La Gloire de la bêtise
La Gloire de la bêtise
Depuis la fin des années 1980 se sont épanouies des pratiques artistiques qui
font le choix de la bêtise délibérée, de la régression ou de la superficialité.
La triade de l'altérité moderne, que représentaient le fou, l'enfant et le
primitif, est alors supplantée par la figure de l'adolescent bête. Tantôt
critique, tantôt complice, cet art s'est frayé un chemin dans les galeries, les
magazines, les biennales et jusque dans les plus importantes collections privées
devenues muséales, dont celles de Dakis Joannou, de François Pinault ou d'Eli
Broad.
Martin Kippenberger, Wim Delvoye, les YBA, Paul McCarthy, Mike Kelley, Gelitin…

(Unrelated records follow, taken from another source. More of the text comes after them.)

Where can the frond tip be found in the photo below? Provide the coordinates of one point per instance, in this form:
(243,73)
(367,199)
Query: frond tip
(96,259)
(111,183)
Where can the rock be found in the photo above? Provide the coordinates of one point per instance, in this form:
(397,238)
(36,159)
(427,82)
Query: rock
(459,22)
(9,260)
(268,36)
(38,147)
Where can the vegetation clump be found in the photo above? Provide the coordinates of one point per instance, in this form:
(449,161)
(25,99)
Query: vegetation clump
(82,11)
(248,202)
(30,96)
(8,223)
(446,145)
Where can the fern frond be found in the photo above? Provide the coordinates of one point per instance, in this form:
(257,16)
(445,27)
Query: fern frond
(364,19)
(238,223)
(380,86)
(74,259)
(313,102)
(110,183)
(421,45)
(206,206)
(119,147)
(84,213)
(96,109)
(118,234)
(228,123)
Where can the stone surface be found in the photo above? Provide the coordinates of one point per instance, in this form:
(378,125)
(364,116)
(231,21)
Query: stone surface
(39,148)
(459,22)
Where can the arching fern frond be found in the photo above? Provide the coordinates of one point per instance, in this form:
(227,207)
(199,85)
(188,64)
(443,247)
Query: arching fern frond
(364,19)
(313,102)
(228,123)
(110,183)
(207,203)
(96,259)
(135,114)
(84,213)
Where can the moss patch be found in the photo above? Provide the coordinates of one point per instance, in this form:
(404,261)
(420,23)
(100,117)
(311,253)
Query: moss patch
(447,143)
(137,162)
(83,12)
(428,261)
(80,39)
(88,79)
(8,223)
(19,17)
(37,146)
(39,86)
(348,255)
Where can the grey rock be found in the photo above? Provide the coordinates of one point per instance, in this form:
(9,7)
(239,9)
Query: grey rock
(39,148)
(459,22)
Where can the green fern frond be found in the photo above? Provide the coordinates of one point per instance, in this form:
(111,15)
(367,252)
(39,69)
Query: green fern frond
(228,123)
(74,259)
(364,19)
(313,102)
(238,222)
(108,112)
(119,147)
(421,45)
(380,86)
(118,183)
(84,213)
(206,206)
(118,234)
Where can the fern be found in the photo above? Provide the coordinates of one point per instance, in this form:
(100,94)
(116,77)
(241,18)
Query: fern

ou bien encore Dumb & Dumber au cinéma ou Beavis & Butt-Head et Jackass à la
télévision : le succès de la bêtise compulsive est éclatant. Les cultures
propres à l'adolescence deviennent le lieu d'une fixation, d'un refus d'accéder
à l'univers normé de la culture « adulte » en se ménageant des espaces de répit
hors du monde des responsabilités sociales. Au plus fort de la vague
néolibérale, l'avenir est pour beaucoup source d'angoisse – et la régression, un
refuge.
Dans une approche ancrée à la fois dans l'histoire (culturelle) et la théorie
(esthétique), Morgan Labar tente ici de comprendre ce qui a fondé ces pratiques
artistiques et imposé leur légitimité nouvelle. Naviguant à vue entre Jeff Koons
et Présence Panchounette, Alerte à Malibou et Adorno, les Ramones et Walt
Disney, cet ouvrage fait l'analyse d'un phénomène historique inédit par son
ampleur – le mouvement des marges au feu des projecteurs, par lequel la bêtise a
parfois perdu sa dimension critique et son caractère subversif pour devenir
l'une des logiques culturelles de l'époque.